There are all kinds of fad diets and quirky, “quick fixes” available to us these days. Unfortunately, most, if not all of these things lead to temporary results at best. Realistically, there is no magic pill when it comes to real, true weight loss. There is only one real way to be successful… A combination of healthy eating habits and regular exercise is the best, most effective way to achieve long term results. Finding ways to lose weight permanently can save us a lot of time and aggravation.
It’s no secret that maintaining your weight is a lot easier than trying to shed pounds. We’ve compiled a list of some of our best ways to lose weight permanently so that you never have to back track again. Making several small changes to your lifestyle can go a long way in seeing permanent results.
Ways to Lose Weight Permanently
1. Plan your meals.
Our 7-Day Fat Blasting Menu takes the guess work out of meal planning. This will make your life easier, as well as help you to make healthier choices throughout the day.
2. Keep tabs on your food consumption with a journal.
Staying accountable, by journaling, is a proven weight loss strategy. I ask my clients to keep a food journal, especially when they’re first starting out. This allows me to look back and see where the issue is if they’re having a hard time losing weight!
3. Don’t skip meals.
Blood sugar crashes are sure to have you raiding the vending machines at work! Keeping yourself satiated can save you several hundred calories per day.
4. Consume more fiber to feel fuller, longer.
Fiber keeps you feeling full because it takes longer to digest! Foods like vegetables, fruits and whole grains are great high fiber options. Enjoy 12 walnut halves and a bowl of oatmeal for breakfast with these 6 Oatmeal Recipes.
5. Eat 3 small meals and 2-3 snacks per day.
Boost your metabolism by eating more often. When your body has fuel to burn, it doesn’t hold onto fat.
6. Serve yourself on smaller plates.
This may sound silly, but if you need help with this, get yourself a kiddie plate. You know, the ones with the separated slots. Several of my clients took that advice and actually started getting a hang of proper portion sizes! You can also take our Skinny Plate Challenge.
7. Use proper portion control.
You’d be amazed at how quickly calories can add up! While snacks like nuts are chock full of nutrients, they are also extremely calorie dense. Not sure about proper portion sizes? Check out our article: What is a Portion Size?
8. Eat veggies with every meal, especially leafy greens.
These nutrient-rich foods will keep you filled up and satisfied (due to fiber content). Veggies are also low calorie so you can eat more of them!
9. Reach for natural appetite suppressants.
There are several foods that can keep those hunger pangs at bay. Learn 10 Foods to Curb Your Appetite.
10. Snack smart.
When you’re snacking, leave the processed, high calorie foods on the shelf! Stock up on these Whole Food Snacks.
11. Ditch the soda habit, including diet drinks.
Regular soda is loaded with sugar (calories). While diet soda is sugar free, it contains artificial sweetener which can sometimes cause us to develop a sweet tooth. Swap in these 4 Healthy Alternatives to Diet Sodas.
12. Exercise most days of the week.
Consistent exercise can burn a substantial amount of excess fat, leading to greater weight loss. Try one of our Circuit Workouts or lace up and start the 30-Day Beginner’s Running Challenge.

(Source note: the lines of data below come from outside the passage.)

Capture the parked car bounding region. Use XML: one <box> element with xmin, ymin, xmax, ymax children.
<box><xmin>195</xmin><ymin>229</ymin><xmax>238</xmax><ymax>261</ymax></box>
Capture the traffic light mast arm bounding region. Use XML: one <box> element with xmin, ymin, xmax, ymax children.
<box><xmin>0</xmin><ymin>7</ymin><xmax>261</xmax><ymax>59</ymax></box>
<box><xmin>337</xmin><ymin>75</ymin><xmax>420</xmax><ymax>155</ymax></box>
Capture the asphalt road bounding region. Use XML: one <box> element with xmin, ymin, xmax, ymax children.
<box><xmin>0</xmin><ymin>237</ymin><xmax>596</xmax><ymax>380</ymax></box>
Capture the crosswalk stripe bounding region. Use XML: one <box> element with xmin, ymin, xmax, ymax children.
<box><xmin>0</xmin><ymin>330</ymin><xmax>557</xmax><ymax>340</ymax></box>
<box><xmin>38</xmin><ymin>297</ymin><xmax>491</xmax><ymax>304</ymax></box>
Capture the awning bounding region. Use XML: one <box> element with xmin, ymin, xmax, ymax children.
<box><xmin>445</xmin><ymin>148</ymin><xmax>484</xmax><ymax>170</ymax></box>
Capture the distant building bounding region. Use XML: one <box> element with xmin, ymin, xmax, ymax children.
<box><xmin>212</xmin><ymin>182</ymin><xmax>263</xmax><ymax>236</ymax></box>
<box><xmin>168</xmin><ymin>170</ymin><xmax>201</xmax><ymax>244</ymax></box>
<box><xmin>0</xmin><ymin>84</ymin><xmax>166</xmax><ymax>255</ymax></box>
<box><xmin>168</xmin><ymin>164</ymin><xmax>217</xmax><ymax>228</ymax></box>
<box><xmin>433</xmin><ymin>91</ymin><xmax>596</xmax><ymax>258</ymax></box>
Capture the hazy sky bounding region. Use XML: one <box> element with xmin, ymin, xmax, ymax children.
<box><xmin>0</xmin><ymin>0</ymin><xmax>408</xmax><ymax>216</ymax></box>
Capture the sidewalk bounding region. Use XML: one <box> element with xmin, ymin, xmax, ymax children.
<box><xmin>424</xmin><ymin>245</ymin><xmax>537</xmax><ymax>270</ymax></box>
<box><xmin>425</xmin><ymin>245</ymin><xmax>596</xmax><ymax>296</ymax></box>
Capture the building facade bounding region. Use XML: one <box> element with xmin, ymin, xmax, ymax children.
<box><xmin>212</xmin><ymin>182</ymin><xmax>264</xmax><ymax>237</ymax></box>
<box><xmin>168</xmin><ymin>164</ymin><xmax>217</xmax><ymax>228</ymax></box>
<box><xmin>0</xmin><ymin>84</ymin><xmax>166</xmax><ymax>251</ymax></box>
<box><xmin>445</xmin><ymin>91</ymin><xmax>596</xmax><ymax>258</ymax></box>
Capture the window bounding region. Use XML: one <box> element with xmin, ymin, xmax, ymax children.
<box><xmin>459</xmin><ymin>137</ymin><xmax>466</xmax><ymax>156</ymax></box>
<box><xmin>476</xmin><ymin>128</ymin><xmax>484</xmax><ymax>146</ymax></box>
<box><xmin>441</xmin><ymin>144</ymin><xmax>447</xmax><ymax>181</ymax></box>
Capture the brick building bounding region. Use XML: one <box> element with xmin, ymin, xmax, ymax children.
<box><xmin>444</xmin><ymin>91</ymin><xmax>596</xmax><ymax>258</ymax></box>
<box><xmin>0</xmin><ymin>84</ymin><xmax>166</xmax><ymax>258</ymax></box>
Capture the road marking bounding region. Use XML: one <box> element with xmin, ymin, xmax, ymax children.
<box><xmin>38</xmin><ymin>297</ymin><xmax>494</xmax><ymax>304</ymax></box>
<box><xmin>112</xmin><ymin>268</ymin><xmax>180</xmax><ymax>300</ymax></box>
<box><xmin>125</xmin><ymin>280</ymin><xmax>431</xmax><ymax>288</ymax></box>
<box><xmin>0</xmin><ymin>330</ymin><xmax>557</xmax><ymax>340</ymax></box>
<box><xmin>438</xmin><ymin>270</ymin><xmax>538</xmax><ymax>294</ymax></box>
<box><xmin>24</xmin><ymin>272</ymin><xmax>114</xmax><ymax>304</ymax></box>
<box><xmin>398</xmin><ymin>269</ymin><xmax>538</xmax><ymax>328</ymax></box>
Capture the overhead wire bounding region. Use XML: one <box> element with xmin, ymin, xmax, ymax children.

Drink plenty of water or if you prefer, Eat Your Water. Staying hydrated will keep you from snacking and aids in fat loss.
14. Make takeout a “sometimes” treat.
Processed foods, fast food and even restaurant meals contain an abnormally high amount of calories. Prepare most of your meals at home but every now and then, treat yourself!
15. Don’t eat in front of a glowing screen
Put your phone down, shut the lap top and turn off the television! Paying attention to what you eat will keep you from overeating.
16. Learn to read nutrition labels.
If you don’t know what to look for, check out our Quick Tips in Deciphering Food Labels. Knowing what’s in the foods you’re eating can make a huge impact in your weight loss. Your best bet is to eat the foods that don’t have nutrition labels (lean proteins, fruits and vegetables.)
17. Keep an exercise journal.
Take the 30-Day Fitness Journal Challenge. Keeping track of your workouts will keep you accountable. Also, when you know exactly what you did the last time, you can stay more consistent!
18. Find an exercise buddy
Having a workout partner who will help motivate you will make you exercise harder and more often. If you can’t find a gym partner, hire yourself a personal trainer. A large portion of personal training clients hire trainers just to have a companion/spotter!
19. Vary workouts so that you don’t get bored.
Boredom can become a roadblock to success. Stay consistent and don’t over complicate it but remember to have fun! Exercise
doesn’t have to be shouldn’t be miserable.
20. Eat healthy snacks.
Eating clean, low calorie snacks 2 -3 times daily can keep you from overeating come lunch and dinner time. Get started with these 50-Clean Eating Snacks.
21. Get Moving!
Sitting at a desk all day can take a toll on your weight. Get up and move periodically throughout the day. Perform 25 squats every hour on the hour, right at your desk. On your lunch break or after work, get active with some awesome tunes. Try the Top 10 Pandora Stations for Workouts.
22. Buy a pedometer to wear every day.
Tracking your steps is a guaranteed way to motivate you to step it up (literally.) Set a goal of 5000, 8000 or even 10,000 steps per day! See 5 Can-Do Tips for Walking 10,000 Steps a Day.
23. Take the stairs.
Burn some calories on the stairs instead of using the elevator or escalator. Any little thing that you can do will help you get to your goal faster!
24. Reward yourself.
No, not with a hot fudge Sundae, but with a non-food treat! (Pedicure, anyone?) Rewards will make you work harder and motivate you to stay on track!
25. Track your progress.
I measure my clients (weight, circumference, body fat) every 2 to 4 weeks. Regularly weighing or measuring yourself is another way to keep yourself accountable. If you tend to slack off, have someone else measure you. This will give you a little extra motivation to stay on track.
26. Limit Distractions.
Simplify your life. Shed the activities that cause you to sit still for extended periods of time. Limit phone, computer and television time. Get moving instead. Clean the house, go for a walk or go bowling or dancing! Who says fitness has to be boring? When you stay active you’re less likely to make unhealthy choices.
27. Nutrition 101
Learn about the foods to avoid and foods to include in meal planning. Education is one of the best tools that you can have! When you know what to eat, and what not to eat, the weight will practically fall off!
Finding ways to lose weight permanently isn’t always hard—the challenge is turning them into healthy habits. Make these weight loss techniques part of your lifestyle so you can get where you want to be: healthy, fit, and fabulous!
Which tip is your favorite? Did it make the list? Let us know in the comment section, below!
Don’t miss out on any of our healthy tips and guides for weight loss! Be sure to subscribe to our enewsletter. Check out and like our Facebook page or follow us on Pinterest and Instagram for tasty recipes, clean eating tips, and healthy lifestyle resources.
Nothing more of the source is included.